Ook Roosmarijn Schoonewelle (Hoorn, 1980) put uit een verzameling, een groeiend reservoir van karakteristieke vormen die steeds terugkeren. Bergen, sokkels, wolken en geruite vlakken die als dienbladen of vloeren fungeren. Her en der danst een feestelijk stipje confetti. Schoonewelle is tekenaar, maar ze lapt elke definitie en conventie van het genre aan haar laars. Ze schildert en tekent door elkaar, knipt stukken uit tekeningen en maakt daar collages van, of stapelt ze op. Ze plakt tekeningen op hout en karton, presenteert ze staand op plankjes of zet ze gestut in de ruimte. Haar tekeningen sijpelen naar de vloer, kruipen het plafond op, lijken zich van de muur af te willen zetten om weg te springen. Het werk van Schoonewelle leeft. Het is figuratief noch abstract, het laat zich niet in een kamp dwingen. Het ontsnapt. En terwijl het aan je blijft ontglippen, raak je niet uitgekeken. Net als bij Van Beek meen je af en toe in haar beelden een voorwerp, vorm of substantie te kunnen herkennen. Dan ontlaadt kortstondig de spanning van het kijken zonder grip te krijgen, en die opluchting verleent de ontdekking iets komisch. Even durf je te vertrouwen op je vermogen het beeld in taal te vatten: ha, een uitgeknipte golf op een plankje. Een kwal die boven een tafel langszwemt. Een schoorsteenvaas. Je krijgt een licht gevoel van dankbaarheid: dat ken ik. Een eiland op pootjes. Maar deze bakens van vertrouwde vormen maken deel uit van entourages die verder weinig bekends hebben, al schemeren de geraamtes van traditionele genres als het landschap, interieur en stilleven er doorheen. Het is alsof de materie in haar werk alle denkbare en ondenkbare vormen aan zou kunnen nemen. Ondanks hun zwierige presentatie lijken de composities van Schoonewelle op angstaanjagende wijze onderdrukt te vibreren, alsof de arrangementen elk moment bedolven kunnen worden onder een lawine of weggevaagd door een vloedgolf, of van binnenuit kunnen exploderen als de druk te hoog wordt.
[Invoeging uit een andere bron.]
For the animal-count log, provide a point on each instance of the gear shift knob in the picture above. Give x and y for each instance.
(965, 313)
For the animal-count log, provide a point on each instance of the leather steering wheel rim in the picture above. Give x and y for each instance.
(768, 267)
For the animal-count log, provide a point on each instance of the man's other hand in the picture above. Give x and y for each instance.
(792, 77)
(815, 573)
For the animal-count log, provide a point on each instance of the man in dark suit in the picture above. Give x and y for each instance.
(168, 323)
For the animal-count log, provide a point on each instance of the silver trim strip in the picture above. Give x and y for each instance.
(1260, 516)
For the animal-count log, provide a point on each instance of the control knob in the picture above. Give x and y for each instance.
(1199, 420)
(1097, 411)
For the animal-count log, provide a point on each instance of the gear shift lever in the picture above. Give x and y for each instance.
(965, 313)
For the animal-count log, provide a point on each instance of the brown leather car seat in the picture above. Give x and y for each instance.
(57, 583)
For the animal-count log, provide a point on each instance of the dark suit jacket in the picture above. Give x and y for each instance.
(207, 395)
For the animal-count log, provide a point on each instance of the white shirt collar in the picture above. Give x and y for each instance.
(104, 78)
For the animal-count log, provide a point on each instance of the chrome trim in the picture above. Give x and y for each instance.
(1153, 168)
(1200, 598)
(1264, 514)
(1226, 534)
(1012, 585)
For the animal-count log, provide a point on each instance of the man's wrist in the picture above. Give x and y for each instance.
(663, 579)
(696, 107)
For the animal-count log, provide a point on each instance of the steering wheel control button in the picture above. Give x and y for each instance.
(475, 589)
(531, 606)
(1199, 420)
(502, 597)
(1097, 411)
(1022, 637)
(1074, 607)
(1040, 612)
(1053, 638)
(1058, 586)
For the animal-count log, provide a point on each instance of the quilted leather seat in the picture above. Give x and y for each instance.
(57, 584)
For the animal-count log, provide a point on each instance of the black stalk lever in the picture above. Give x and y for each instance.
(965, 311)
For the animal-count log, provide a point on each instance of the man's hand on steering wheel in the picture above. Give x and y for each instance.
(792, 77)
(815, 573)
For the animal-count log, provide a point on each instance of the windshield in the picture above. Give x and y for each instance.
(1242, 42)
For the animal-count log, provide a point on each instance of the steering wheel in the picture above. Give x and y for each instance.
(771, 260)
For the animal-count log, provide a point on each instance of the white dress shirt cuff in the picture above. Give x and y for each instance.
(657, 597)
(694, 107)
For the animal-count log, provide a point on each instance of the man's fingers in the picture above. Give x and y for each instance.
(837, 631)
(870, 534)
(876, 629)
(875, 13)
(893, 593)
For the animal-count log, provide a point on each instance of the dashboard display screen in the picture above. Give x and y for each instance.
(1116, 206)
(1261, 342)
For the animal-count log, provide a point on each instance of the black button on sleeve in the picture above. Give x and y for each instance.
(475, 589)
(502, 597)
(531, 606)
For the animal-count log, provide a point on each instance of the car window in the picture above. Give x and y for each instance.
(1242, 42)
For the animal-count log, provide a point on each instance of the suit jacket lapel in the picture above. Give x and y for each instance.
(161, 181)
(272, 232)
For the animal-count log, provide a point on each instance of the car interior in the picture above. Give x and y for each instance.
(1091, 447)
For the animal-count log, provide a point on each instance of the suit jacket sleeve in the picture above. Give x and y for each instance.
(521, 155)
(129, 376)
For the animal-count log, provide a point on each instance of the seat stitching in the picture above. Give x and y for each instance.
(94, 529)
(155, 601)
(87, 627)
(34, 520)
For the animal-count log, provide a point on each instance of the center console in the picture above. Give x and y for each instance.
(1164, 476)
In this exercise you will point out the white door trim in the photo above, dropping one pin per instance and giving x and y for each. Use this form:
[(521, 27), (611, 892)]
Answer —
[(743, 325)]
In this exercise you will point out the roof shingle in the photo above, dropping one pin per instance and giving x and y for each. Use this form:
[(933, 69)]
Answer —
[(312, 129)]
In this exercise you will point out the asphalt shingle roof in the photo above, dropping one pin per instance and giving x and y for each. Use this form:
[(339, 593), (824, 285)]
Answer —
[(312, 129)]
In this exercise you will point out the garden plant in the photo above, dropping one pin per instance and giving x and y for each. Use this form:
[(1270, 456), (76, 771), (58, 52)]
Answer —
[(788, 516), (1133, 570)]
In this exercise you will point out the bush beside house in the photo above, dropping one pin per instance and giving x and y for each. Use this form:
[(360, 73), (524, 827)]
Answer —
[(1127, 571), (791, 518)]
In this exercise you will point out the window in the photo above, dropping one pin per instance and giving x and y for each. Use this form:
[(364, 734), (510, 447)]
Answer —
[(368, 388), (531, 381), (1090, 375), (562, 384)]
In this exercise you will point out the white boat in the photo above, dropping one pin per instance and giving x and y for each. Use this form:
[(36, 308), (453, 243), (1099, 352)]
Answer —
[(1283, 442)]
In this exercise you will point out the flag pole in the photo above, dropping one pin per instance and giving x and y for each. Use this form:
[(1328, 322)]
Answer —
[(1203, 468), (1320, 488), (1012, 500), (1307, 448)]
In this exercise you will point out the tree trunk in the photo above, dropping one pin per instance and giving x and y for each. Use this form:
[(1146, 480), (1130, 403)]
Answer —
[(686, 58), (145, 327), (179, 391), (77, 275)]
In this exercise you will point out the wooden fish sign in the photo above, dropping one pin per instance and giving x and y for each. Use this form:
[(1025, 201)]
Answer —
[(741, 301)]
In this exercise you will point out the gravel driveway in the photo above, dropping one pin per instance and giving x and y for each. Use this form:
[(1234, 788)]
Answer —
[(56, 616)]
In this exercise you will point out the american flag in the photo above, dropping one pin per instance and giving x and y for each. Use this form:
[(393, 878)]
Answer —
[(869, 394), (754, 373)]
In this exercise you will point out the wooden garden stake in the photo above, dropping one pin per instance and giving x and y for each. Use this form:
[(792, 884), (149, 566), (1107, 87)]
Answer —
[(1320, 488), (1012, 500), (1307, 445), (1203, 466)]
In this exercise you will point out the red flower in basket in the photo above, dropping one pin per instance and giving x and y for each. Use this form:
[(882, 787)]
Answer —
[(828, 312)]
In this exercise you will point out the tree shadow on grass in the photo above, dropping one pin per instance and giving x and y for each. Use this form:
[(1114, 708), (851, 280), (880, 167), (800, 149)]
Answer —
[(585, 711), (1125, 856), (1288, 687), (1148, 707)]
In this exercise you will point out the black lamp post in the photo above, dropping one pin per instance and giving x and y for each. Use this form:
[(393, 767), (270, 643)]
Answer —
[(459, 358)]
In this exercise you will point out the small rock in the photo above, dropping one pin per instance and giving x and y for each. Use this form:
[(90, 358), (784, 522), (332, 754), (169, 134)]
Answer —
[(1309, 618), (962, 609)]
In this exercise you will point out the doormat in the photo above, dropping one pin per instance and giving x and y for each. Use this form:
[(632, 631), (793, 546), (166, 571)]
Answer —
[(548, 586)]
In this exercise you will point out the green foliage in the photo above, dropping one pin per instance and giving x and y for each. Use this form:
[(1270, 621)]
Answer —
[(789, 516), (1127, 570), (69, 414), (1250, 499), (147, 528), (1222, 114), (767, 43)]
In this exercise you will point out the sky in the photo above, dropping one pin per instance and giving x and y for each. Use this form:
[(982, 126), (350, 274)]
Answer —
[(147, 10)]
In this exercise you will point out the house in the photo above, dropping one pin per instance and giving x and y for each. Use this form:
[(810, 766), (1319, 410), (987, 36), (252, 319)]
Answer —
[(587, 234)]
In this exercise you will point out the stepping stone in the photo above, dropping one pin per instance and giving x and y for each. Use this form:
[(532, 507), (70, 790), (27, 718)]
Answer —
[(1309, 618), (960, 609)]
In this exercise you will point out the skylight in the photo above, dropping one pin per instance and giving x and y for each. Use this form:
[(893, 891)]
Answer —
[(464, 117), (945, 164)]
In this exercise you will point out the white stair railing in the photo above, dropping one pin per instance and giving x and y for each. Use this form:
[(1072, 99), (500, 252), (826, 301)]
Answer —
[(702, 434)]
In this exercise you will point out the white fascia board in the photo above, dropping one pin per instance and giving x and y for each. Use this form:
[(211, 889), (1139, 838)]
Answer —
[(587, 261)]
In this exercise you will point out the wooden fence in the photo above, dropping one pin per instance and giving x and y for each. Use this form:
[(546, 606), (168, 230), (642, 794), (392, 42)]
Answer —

De wetenschap kan voorlopig nog geen bewijs van donkere materie leveren, laat staan er een beeld van construeren. Wie een indruk wil krijgen van de onbekende duisternis die ons en onze wereld doorkruist, kan enkel zoeken naar wat ontbreekt. Ruth van Beek en Roosmarijn Schoonewelle weten de kieren in de waarneming bloot te leggen. Het onzichtbare gonst in hun beelden en in het wit er omheen. Als er ergens verborgen deeltjes door de filters van onze waarneming heen kunnen komen, is het in hun even verleidelijke als verontrustende werk. De blik raakt ontmanteld, de materie staat op knappen. De donkere deeltjes zijn voelbaar aanwezig. Of we er nu klaar voor zijn of niet, het onbekende is er al.